Aunque sabía que le acusaría –no sin cierta razón- de haber aprovechado aquella noche de fin de año en la que ella se encontraba al otro lado del globo para traicionarla (sin duda ella lo vería como una traición), esperaba que el amor que sentía por él fuese lo bastante profundo como para sobreponerse al enfado, a la decepción y a cualquier otro sentimiento que los actos de él pudiesen despertarle y pudiese, con el tiempo, llegar a comprender y a perdonar, porque, Kobe bien lo sabía, lo había intentado. Había tratado de no caer, de negar su naturaleza, pero ya no podía más.

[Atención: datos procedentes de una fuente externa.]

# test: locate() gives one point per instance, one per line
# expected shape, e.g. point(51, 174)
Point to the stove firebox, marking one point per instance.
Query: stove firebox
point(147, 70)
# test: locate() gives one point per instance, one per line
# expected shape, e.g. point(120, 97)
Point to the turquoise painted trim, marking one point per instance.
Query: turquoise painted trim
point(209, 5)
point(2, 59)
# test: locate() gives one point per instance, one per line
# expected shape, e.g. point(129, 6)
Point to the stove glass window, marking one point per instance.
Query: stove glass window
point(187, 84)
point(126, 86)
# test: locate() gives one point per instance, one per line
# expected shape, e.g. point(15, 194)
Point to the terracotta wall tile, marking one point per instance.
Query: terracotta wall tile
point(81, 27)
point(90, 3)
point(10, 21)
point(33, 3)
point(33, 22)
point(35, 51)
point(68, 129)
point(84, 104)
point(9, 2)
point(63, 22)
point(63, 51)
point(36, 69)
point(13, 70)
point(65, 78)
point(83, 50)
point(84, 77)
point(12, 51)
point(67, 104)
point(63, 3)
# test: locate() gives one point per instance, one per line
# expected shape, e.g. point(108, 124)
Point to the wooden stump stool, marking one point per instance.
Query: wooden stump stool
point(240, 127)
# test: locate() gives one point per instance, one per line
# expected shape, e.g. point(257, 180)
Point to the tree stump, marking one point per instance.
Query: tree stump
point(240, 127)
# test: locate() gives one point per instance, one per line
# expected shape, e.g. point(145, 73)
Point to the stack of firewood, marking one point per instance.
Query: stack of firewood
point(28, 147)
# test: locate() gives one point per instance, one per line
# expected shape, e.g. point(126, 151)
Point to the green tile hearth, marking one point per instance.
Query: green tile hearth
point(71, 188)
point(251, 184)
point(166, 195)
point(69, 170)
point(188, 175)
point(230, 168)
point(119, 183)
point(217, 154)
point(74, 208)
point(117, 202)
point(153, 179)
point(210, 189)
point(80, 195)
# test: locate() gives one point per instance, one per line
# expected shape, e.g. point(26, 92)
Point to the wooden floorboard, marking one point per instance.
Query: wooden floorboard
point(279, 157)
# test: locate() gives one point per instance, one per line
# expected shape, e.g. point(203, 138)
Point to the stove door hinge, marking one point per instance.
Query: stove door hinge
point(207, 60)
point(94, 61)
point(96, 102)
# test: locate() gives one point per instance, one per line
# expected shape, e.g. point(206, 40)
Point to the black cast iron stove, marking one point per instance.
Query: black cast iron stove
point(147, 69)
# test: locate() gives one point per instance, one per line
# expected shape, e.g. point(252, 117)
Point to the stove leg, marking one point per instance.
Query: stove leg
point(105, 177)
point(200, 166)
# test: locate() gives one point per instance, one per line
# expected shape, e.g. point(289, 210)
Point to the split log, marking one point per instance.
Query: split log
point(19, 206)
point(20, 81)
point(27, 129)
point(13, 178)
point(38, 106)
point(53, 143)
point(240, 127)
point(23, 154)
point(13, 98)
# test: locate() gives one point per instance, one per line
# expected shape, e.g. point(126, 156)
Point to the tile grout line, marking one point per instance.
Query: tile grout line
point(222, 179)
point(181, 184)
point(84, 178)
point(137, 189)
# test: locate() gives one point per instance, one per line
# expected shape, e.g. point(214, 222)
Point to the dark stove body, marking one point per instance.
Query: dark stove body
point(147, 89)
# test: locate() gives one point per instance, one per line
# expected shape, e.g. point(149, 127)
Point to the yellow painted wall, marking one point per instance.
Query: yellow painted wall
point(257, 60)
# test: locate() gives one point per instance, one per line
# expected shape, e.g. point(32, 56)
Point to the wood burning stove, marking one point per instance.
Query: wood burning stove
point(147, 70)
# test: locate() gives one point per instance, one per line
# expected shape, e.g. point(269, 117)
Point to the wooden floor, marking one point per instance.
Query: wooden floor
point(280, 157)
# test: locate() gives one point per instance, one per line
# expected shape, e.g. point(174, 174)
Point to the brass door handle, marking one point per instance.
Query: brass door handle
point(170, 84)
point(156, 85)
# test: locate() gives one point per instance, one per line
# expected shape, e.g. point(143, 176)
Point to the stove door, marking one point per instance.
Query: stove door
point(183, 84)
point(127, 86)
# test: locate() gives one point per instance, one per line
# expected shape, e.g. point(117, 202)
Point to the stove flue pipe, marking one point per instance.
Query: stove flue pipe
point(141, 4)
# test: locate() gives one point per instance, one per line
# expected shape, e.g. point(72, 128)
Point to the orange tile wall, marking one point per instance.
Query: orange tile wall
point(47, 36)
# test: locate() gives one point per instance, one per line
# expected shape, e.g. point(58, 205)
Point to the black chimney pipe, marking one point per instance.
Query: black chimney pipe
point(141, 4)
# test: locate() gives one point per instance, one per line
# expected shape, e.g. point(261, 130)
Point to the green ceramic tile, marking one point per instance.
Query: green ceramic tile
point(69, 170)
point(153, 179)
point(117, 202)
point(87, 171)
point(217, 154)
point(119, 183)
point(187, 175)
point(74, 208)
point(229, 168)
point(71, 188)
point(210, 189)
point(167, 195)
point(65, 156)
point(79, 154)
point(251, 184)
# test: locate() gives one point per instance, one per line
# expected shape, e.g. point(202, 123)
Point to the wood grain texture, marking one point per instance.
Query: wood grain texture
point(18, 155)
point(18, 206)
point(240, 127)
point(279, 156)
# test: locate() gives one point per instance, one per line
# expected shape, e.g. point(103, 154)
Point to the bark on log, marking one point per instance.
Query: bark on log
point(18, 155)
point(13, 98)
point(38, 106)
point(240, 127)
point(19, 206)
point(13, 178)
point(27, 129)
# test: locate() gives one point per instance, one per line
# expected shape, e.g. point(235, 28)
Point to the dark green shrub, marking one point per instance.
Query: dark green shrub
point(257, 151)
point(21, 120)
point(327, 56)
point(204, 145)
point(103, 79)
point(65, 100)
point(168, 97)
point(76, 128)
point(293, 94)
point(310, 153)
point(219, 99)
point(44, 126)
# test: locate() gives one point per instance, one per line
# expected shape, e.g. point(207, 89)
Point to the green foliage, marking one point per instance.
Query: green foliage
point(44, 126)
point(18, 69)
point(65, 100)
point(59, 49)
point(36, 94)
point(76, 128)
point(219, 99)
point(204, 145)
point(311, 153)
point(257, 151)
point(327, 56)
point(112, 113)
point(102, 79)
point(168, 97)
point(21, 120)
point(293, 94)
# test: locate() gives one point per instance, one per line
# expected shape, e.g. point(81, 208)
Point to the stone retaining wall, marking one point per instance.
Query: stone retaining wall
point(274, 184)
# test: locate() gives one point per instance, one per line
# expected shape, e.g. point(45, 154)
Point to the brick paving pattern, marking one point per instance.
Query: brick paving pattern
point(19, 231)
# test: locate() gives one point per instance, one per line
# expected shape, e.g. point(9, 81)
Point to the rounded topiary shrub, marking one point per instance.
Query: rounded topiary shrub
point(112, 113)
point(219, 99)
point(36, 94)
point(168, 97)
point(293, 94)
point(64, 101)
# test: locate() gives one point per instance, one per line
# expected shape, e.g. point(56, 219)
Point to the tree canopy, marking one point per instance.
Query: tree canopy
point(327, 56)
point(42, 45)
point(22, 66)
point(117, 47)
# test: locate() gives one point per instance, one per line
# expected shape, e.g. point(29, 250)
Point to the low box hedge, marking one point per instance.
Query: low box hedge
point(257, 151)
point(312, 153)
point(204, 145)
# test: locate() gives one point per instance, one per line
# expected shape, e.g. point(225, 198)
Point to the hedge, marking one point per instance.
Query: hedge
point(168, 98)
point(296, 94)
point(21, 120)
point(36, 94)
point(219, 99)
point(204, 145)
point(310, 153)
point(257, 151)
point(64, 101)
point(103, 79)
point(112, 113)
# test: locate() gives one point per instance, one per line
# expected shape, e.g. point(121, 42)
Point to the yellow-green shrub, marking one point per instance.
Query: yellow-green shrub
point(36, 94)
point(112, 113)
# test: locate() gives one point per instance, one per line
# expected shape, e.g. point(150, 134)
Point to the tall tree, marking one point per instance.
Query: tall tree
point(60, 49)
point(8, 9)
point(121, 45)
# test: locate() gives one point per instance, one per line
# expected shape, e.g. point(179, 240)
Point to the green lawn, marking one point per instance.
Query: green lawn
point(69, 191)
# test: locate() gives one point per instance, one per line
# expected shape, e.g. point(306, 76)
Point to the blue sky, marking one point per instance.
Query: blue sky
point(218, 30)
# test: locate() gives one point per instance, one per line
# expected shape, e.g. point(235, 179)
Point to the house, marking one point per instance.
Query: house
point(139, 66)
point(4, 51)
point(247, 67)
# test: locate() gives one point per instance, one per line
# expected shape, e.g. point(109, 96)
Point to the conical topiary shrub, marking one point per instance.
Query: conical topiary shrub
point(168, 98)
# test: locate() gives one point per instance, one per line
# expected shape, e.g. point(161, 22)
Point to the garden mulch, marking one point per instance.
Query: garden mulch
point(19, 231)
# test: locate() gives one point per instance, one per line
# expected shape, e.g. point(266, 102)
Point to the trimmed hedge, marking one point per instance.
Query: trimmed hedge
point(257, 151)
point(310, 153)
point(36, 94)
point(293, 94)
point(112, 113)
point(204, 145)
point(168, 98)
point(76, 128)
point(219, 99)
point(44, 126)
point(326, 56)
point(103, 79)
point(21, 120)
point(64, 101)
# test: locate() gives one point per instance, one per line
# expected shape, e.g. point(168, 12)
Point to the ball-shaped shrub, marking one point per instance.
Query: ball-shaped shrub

Con ese pensamiento se avalanzó, deseoso y anhelante y, mientras las doce campanadas señalaban la entrada del año 61, dejó de lado todos sus escrúpulos y se concentró en el placer, mezcla de rebeldía y culpabilidad, que torturaba sus sentidos.

Manos acariciando, lengua lamiendo y aquel aroma que lo impregnaba todo volviéndole loco. Dientes clavándose con suavidad y casi reverencia en aquella carne y aquella piel, fresca y lozana, que se le ofrecían y que tomó saboreando cada centímetro con ansias... Y tras el goce, un cigarrillo, intentando calmarse y apartar de su mente las imágenes de futuras escenas y reproches.

Y es que... -pensó mientras el hueso de aquel jugoso melocotón que había degustado caía rodando sobre la alfombra- no es fácil decidir hacerse vegetariano cuando tu esposa proviene de una larga estirpe de carniceros.